Two weeks ago (November 8, 2019), I had the opportunity to hear the author, S.C. Gwynne, speak about this book at a local bookstore. While I have at best a layman's interest in the Civil War, I was impressed with Gwynne's presentation, so much so that I put in a request with my neighborhood library to check out a copy of the book.
"HYMNS OF THE REPUBLIC: The Story of the Final Year of the American Civil War" provides an apt and well-written summation of the final year of the Civil War and how it impacted upon the nation (North and South) militarily, politically, economically, and on a psychological level. Gwynne also brings vividly to life the many personalities (military, civilian, and political) who played key and significant roles in a year - 1864 - that began with the appointment of Ulysses S. Grant (the hero of Vicksburg) as Lieutenant General in charge of the Army of the Potomac by President Lincoln, which initially gave the North much cause for optimism that the war could perhaps be won in a short time and thus, ensure Lincoln's re-election later in the year. But despite Grant's initial successes against the Army of Northern Virginia (commanded by Robert E. Lee), the war in the East ground into a virtual stalemate by the summer.
As a result of these setbacks on the battlefield in 1864 (as evidenced by the Battles of the Wilderness, Spotsylvania Court House, and Cold Harbor), Lincoln's re-election prospects dimmed considerably. He felt certain that he was likely to be defeated in November by the Democratic candidate (George McClellan, the erstwhile commander of the Army of the Potomac til Lincoln relieved him of command late in 1862 because of McClellan's failure to mount an effective campaign against the Army of Northern Virginia throughout that year), leading to a likely truce between North and South resulting ultimately in the establishment of the Confederacy as an independent nation.

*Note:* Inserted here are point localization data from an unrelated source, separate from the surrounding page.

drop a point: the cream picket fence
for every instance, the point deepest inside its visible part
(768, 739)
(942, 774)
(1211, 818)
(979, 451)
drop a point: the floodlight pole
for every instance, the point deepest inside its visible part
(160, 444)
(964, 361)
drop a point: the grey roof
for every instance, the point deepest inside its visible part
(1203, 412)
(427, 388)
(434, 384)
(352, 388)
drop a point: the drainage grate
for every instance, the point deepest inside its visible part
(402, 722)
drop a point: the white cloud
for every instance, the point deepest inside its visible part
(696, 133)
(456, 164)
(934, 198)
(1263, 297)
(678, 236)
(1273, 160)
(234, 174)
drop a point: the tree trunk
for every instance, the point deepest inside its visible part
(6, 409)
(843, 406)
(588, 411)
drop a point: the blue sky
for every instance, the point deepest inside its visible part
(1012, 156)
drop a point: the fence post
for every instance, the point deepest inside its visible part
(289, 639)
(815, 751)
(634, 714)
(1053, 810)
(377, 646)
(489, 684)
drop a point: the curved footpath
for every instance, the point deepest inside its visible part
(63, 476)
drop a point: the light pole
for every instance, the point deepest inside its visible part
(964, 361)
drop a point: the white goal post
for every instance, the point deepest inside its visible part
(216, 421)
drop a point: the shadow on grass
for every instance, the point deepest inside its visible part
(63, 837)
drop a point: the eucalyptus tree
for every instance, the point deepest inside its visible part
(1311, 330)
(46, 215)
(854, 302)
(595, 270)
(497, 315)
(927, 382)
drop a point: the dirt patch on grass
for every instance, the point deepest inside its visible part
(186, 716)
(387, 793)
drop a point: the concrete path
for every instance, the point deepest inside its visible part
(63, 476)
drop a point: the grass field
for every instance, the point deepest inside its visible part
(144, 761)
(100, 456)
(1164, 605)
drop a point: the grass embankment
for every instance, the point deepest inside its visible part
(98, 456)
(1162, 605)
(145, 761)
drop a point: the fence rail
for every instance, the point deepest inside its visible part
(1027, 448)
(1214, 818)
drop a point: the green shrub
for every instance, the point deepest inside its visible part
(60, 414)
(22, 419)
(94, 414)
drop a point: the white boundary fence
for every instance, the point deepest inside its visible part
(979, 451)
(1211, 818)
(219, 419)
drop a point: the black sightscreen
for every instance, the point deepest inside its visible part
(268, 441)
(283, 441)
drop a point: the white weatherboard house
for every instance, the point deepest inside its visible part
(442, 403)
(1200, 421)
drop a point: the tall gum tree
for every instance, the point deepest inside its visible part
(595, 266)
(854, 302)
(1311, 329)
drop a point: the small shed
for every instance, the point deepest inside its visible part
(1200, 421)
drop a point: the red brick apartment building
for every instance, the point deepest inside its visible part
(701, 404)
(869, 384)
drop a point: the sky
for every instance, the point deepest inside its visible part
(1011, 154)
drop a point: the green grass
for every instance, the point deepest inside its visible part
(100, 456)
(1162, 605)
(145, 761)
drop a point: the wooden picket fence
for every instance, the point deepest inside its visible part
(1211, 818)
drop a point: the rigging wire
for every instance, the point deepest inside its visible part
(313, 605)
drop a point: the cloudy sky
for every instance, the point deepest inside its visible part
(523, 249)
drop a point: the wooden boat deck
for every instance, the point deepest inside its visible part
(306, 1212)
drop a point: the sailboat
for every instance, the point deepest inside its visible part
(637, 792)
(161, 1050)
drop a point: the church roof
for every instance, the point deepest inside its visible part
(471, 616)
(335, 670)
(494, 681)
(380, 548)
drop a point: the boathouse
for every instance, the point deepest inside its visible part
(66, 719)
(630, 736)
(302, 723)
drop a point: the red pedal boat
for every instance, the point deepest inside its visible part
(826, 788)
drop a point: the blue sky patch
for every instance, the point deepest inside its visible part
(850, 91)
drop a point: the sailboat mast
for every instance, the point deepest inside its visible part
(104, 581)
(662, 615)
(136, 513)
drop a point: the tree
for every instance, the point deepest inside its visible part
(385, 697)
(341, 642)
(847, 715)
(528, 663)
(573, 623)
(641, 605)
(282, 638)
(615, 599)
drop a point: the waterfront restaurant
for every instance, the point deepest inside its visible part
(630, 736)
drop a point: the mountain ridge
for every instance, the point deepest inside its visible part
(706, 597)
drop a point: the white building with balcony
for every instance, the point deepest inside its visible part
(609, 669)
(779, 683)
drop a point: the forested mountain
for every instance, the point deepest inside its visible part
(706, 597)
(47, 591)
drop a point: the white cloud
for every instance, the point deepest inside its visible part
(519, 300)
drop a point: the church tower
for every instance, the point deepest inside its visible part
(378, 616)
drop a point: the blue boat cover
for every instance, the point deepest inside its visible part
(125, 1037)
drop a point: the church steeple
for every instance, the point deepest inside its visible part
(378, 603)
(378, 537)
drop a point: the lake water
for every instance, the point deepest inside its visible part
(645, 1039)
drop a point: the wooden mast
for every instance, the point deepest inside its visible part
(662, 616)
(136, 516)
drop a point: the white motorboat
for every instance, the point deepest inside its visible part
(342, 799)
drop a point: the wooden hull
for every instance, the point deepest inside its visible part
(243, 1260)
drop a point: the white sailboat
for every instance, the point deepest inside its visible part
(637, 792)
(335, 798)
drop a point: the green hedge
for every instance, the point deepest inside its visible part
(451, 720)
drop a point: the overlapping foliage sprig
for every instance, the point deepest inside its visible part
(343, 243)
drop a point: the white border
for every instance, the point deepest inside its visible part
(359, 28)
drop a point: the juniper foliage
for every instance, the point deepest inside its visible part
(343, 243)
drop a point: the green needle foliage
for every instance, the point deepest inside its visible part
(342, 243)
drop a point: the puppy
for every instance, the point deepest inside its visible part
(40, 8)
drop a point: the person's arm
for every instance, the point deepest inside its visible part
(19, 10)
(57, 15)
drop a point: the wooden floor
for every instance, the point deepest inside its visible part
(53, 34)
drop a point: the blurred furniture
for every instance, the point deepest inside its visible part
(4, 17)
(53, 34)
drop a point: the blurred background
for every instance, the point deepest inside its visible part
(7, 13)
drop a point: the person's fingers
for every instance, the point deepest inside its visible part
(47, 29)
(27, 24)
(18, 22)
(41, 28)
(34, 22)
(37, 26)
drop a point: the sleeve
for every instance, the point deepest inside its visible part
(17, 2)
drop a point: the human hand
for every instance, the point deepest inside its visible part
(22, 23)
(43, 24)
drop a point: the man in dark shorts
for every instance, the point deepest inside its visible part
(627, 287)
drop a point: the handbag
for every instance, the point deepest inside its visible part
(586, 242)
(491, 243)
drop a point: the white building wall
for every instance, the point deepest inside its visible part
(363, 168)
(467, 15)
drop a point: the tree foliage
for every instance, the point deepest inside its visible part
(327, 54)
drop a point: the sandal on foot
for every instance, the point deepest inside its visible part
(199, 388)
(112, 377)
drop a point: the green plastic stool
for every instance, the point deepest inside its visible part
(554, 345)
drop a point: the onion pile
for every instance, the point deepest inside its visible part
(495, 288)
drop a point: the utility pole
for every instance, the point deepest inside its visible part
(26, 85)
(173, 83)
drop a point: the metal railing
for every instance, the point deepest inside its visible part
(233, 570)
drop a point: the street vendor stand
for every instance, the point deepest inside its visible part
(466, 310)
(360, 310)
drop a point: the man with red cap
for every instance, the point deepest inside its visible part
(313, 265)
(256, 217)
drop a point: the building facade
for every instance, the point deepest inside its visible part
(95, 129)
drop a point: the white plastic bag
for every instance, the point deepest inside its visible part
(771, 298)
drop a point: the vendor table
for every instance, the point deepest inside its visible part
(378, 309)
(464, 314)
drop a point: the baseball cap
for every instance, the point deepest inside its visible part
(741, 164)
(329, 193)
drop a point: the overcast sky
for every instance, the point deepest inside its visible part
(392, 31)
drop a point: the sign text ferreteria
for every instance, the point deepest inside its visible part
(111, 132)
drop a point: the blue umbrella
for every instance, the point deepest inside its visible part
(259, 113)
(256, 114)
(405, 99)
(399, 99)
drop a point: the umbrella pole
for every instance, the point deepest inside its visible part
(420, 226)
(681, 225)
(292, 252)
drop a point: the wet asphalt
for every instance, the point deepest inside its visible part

But then the fortunes of war would tilt in the North's favor by the early autumn of 1864.
Gwynne has written a history that reads like a novel comparable in some ways to Thackeray's 'Vanity Fair' with its dramatic sweep. Thanks to him, I learned so much more about why the Civil War continues to resonate in the nation's psyche. After all, it was a conflict that changed us from seeing ourselves as 'the United States are' to 'the United States IS.' That is, as one singular nation of Americans.